Обсуждение: new environment variable INITDB_LOCALE_PROVIDER
$SUBJECT makes it easier to test other providers, especially the regression tests. For this to be useful, it should avoid throwing an error for plain "initdb" (without locale flags specified), which means we need defaults for the builtin locale or the ICU locale. I chose "C.UTF-8" and "und" (we could also have environment variables for those too, but that would create some questions when --locale is also specified). Another benefit is that this would make it easier to change the initdb default, which is being discussed here: https://www.postgresql.org/message-id/9b259f4c532943e428e9665122f37c099bab250e.camel@j-davis.com One annoyance is that the tests don't pass when INITDB_LOCALE_PROVIDER=icu. That's because a lot of tests use either -- locale=C or --no-locale, and ICU doesn't have a way to interpret that. We could force the provider to be builtin in that case, I suppose. Another annoyance is that, if INITDB_LOCALE_PROVIDER=builtin, and LC_CTYPE is not UTF-8-compatible, then we need to force LC_CTYPE=C. That affects fewer things than it would with the libc provider, but it still affects some things. Regards, Jeff Davis
Вложения
On Tue, 2025-07-29 at 16:55 -0700, Jeff Davis wrote: > $SUBJECT makes it easier to test other providers, especially the > regression tests. Rebased. Changes: * Use environment variable name PG_LOCALE_PROVIDER, which seems more consistent. * Updated doc. * If the provider is builtin and the LC_CTYPE or LC_COLLATE environment variables aren't compatible with UTF-8, it can override those to "C". But if --locale, --lc-ctype, or --lc-collate are specified and incompatible, they will throw an error instead. Note: when the provider is builtin, the overriding of LC_CTYPE and LC_COLLATE don't matter a lot. LC_CTYPE affects the translation of messages from the OS (but not Postgres messages), as well as a few other places that are likely to be fixed soon (e.g. [1]). LC_COLLATE has no effect when the provider is builtin. In any case, it only happens when those environment variables aren't compatible with UTF-8, and the user hasn't specified any locale settings on the command line. I see this as more of a detail about how the defaults work together that can easily be corrected if the user specifies something different. Also note: if PG_LOCALE_PROVIDER=libc (or is unset), there should be no behavior change with this patch. I am planning to commit this soon. Regards, Jeff Davis [1] https://www.postgresql.org/message-id/0151ad01239e2cc7b3139644358cf8f7b9622ff7.camel@j-davis.com
Вложения
On Oct 9, 2025, at 12:27, Jeff Davis <pgsql@j-davis.com> wrote:* If the provider is builtin and the LC_CTYPE or LC_COLLATE environment
variables aren't compatible with UTF-8, it can override those to "C".

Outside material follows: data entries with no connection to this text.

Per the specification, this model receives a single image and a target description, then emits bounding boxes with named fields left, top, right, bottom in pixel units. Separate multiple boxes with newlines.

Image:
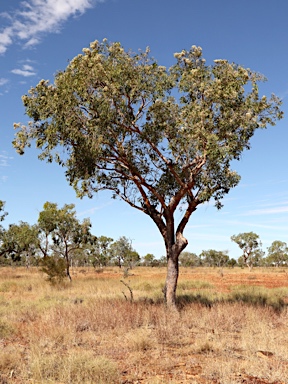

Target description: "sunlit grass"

left=0, top=267, right=288, bottom=384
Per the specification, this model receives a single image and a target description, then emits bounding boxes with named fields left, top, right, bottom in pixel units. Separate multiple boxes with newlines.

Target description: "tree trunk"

left=164, top=255, right=179, bottom=309
left=65, top=255, right=72, bottom=282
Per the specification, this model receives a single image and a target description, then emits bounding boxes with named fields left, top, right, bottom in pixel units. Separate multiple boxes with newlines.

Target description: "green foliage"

left=231, top=232, right=264, bottom=270
left=266, top=240, right=288, bottom=267
left=14, top=40, right=282, bottom=224
left=13, top=39, right=283, bottom=303
left=199, top=249, right=229, bottom=267
left=40, top=256, right=67, bottom=285
left=86, top=236, right=113, bottom=268
left=0, top=200, right=8, bottom=221
left=0, top=221, right=39, bottom=266
left=179, top=252, right=201, bottom=267
left=38, top=202, right=96, bottom=280
left=110, top=236, right=140, bottom=269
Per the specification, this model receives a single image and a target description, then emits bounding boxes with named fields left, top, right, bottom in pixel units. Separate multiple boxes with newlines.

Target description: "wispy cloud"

left=240, top=205, right=288, bottom=216
left=77, top=201, right=113, bottom=216
left=0, top=0, right=98, bottom=54
left=0, top=77, right=9, bottom=87
left=11, top=64, right=36, bottom=77
left=0, top=154, right=13, bottom=167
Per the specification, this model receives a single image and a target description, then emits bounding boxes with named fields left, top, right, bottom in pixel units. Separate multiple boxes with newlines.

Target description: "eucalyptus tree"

left=267, top=240, right=288, bottom=267
left=0, top=221, right=39, bottom=267
left=0, top=200, right=8, bottom=221
left=86, top=236, right=113, bottom=268
left=38, top=202, right=96, bottom=281
left=110, top=236, right=140, bottom=269
left=231, top=232, right=264, bottom=271
left=199, top=249, right=229, bottom=267
left=14, top=39, right=282, bottom=307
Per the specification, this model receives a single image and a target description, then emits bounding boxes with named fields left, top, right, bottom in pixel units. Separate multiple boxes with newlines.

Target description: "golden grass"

left=0, top=267, right=288, bottom=384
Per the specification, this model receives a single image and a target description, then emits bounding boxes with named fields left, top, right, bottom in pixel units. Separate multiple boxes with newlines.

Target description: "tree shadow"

left=177, top=292, right=287, bottom=312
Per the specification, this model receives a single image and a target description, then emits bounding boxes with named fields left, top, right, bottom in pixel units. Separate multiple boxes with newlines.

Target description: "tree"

left=267, top=240, right=288, bottom=267
left=110, top=236, right=140, bottom=269
left=142, top=253, right=156, bottom=267
left=179, top=252, right=200, bottom=267
left=0, top=221, right=39, bottom=267
left=38, top=202, right=96, bottom=281
left=231, top=232, right=264, bottom=271
left=199, top=249, right=229, bottom=267
left=86, top=236, right=113, bottom=267
left=13, top=39, right=282, bottom=307
left=0, top=200, right=8, bottom=221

But if --locale, --lc-ctype, or --lc-collate are specified and
incompatible, they will throw an error instead.
Are we assuming that
* if the settings come from command line options, then the user is intentionally doing that, so we throw an error
* if the settings come from env, then the user might not be aware of them, so we only issue a warning?
If that’s the case, I’m not fully convinced by this design. Since initdb is a one-time operation, I think it would be better to require everything to be explicit.
Best regards,
--
Chao Li (Evan)
HighGo Software Co., Ltd.
https://www.highgo.com/
HighGo Software Co., Ltd.
https://www.highgo.com/
Am 09.10.2025 um 06:27 schrieb Jeff Davis <pgsql@j-davis.com>: > > On Tue, 2025-07-29 at 16:55 -0700, Jeff Davis wrote: >> $SUBJECT makes it easier to test other providers, especially the >> regression tests. > > Rebased. > > Changes: > > * Use environment variable name PG_LOCALE_PROVIDER, which seems more > consistent. Is this not something that could already be done using PG_TEST_INITDB_EXTRA_OPTS ?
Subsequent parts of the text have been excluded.